You are viewing a plain text version of this content. The canonical link for it is here.
Posted to commits@impala.apache.org by la...@apache.org on 2021/04/12 10:35:20 UTC
[impala] 03/03: IMPALA-10583: Fix bug on unbounded result spooling
memory config.
This is an automated email from the ASF dual-hosted git repository.
laszlog pushed a commit to branch master
in repository https://gitbox.apache.org/repos/asf/impala.git
commit e01b6312593197749a17dd6895f976c35eac5769
Author: Riza Suminto <ri...@cloudera.com>
AuthorDate: Fri Mar 12 09:37:41 2021 -0800
IMPALA-10583: Fix bug on unbounded result spooling memory config.
Two bugs happening on result spooling when we set two of its query
options to 0 (unbounded).
The first bug happens if max_spilled_result_spooling_mem =
0 (unbounded). max_unpinned_bytes_ in SpillableRowBatchQueue will be set
to 0, SpillableRowBatchQueue::IsFull() then will always return true, and
the query hang. This patch fix it by setting max_unpinned_bytes_ to
INT64_MAX if max_spilled_result_spooling_mem = 0.
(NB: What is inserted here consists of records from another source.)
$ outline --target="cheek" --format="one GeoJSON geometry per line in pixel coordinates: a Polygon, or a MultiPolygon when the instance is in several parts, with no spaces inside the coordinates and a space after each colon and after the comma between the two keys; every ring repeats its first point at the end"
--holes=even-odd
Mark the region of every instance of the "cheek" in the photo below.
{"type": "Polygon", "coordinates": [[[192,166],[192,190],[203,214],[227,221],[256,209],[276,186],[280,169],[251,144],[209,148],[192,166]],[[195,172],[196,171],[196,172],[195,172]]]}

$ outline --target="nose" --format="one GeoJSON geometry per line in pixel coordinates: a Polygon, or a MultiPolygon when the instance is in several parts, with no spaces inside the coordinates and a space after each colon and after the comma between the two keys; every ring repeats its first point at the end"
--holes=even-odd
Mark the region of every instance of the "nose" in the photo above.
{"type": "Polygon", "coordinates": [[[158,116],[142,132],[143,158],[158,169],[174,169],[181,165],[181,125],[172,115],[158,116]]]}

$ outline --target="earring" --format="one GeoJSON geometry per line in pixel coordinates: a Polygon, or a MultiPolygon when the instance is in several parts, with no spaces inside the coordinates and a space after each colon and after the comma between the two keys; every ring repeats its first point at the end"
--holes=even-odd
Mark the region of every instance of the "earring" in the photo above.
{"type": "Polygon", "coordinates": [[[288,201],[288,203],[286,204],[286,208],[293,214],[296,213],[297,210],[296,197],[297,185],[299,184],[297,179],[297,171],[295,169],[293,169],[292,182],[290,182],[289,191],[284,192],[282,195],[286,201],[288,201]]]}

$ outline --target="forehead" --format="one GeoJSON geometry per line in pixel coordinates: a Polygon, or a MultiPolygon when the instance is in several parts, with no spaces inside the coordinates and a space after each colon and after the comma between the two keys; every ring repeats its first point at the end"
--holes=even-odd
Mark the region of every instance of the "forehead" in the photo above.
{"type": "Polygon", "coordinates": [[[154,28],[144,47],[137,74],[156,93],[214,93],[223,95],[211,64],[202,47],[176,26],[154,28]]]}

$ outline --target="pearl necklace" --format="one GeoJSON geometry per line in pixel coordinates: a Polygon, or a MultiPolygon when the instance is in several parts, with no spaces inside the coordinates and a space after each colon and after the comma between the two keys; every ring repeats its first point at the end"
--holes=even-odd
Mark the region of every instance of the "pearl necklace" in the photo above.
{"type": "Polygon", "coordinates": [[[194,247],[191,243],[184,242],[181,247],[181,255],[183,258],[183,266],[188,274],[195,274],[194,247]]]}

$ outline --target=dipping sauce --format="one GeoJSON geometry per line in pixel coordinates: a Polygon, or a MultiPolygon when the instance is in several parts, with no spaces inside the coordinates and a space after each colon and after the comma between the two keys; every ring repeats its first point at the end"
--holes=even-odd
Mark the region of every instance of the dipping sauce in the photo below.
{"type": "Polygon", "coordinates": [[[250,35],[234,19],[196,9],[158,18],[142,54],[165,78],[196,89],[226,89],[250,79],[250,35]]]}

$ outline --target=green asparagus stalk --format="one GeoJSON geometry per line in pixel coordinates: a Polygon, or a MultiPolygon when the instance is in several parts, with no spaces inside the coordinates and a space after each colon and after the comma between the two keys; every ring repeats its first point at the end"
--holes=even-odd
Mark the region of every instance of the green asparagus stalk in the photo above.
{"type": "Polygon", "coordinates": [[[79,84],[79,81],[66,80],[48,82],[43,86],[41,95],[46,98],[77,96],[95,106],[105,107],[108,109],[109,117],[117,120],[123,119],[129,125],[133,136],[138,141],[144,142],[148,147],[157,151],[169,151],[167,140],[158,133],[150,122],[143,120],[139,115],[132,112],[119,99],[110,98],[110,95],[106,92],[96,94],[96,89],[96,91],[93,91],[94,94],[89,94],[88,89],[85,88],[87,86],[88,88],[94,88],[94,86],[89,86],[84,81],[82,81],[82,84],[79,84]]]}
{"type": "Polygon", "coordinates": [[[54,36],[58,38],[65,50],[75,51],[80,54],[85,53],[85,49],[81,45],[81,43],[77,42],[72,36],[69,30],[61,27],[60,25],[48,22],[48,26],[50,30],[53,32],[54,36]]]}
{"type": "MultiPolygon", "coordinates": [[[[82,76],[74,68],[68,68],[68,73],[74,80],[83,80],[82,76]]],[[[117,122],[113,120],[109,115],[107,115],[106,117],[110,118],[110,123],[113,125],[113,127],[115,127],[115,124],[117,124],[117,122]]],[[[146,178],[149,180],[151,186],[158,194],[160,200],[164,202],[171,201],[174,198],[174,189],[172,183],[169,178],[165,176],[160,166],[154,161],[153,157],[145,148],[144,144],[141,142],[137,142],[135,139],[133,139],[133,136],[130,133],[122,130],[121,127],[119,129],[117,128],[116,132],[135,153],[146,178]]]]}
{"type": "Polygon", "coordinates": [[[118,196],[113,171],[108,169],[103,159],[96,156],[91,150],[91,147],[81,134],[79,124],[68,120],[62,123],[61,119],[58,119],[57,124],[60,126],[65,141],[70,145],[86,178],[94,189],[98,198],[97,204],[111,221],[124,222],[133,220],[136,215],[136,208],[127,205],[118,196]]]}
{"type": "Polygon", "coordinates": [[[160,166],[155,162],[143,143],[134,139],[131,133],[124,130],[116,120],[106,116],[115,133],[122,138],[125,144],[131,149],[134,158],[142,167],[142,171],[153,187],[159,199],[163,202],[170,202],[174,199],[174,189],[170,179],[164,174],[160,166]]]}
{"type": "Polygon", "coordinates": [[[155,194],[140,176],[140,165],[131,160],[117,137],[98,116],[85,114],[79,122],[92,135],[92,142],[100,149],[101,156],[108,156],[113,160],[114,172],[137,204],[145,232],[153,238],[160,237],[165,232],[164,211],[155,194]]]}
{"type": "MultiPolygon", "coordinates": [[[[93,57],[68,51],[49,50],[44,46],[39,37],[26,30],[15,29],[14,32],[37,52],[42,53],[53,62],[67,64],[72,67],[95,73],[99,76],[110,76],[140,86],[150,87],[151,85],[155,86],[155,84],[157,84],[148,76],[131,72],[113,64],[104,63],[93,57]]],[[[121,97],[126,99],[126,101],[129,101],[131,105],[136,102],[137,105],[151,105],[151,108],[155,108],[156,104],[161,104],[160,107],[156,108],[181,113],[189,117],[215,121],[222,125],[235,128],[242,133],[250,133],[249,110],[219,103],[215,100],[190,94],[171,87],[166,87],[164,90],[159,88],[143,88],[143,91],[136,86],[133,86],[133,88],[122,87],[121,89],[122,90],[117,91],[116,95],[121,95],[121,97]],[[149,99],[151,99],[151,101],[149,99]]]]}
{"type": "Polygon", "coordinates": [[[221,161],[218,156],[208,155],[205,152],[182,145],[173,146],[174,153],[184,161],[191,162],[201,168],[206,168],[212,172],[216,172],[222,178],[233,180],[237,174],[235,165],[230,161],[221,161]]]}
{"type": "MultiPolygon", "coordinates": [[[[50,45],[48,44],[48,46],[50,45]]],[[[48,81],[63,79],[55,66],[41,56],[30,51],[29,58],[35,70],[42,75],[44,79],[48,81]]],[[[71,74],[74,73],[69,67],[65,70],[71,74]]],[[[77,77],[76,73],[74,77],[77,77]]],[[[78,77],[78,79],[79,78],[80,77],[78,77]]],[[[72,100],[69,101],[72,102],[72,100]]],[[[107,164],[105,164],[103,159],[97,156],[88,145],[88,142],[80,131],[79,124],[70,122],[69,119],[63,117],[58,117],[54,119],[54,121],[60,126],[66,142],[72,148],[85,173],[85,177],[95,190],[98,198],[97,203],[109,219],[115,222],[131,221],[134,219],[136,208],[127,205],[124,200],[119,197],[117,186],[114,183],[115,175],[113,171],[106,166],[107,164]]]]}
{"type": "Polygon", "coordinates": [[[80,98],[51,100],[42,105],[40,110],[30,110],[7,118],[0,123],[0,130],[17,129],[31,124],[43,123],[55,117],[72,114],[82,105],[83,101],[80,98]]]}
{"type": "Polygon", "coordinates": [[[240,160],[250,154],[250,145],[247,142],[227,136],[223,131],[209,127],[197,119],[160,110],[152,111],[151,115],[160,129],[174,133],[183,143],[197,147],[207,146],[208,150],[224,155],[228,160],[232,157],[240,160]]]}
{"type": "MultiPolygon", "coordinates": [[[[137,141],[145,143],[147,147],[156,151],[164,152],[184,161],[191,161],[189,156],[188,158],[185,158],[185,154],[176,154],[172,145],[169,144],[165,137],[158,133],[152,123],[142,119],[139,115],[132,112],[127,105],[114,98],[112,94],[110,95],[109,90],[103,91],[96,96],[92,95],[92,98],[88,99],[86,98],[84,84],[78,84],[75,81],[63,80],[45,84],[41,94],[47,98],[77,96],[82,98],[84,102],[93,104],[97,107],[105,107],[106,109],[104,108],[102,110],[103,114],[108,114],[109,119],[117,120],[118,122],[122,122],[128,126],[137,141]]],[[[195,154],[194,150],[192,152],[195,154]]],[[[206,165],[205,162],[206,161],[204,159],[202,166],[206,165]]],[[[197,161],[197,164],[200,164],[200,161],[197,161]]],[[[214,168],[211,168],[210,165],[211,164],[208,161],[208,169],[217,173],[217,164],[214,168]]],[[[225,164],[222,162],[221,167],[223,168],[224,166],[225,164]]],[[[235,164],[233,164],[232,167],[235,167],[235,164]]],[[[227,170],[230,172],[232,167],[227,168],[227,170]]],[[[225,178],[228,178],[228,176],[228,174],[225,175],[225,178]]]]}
The second bug happens if we set max_result_spooling_mem =
0 (unbounded). PlanRootSink.java will peg maxMemReservationBytes to
always equal to minMemReservationBytes. This patch fixes this by
reverting to the default max_result_spooling_mem (100MB).
Testing:
- Add test_unbounded_result_spooling_mem.
- Pass core tests.
Change-Id: If8f5e3668281bba8813f8082f45b4faa7721530e
Reviewed-on: http://gerrit.cloudera.org:8080/17187
Reviewed-by: Impala Public Jenkins <im...@cloudera.com>
Tested-by: Impala Public Jenkins <im...@cloudera.com>
---
be/src/exec/buffered-plan-root-sink.cc | 8 +++++---
be/src/runtime/spillable-row-batch-queue.cc | 5 ++++-
.../org/apache/impala/planner/PlanRootSink.java | 12 +++++++++--
tests/query_test/test_result_spooling.py | 24 ++++++++++++++++++++++
4 files changed, 43 insertions(+), 6 deletions(-)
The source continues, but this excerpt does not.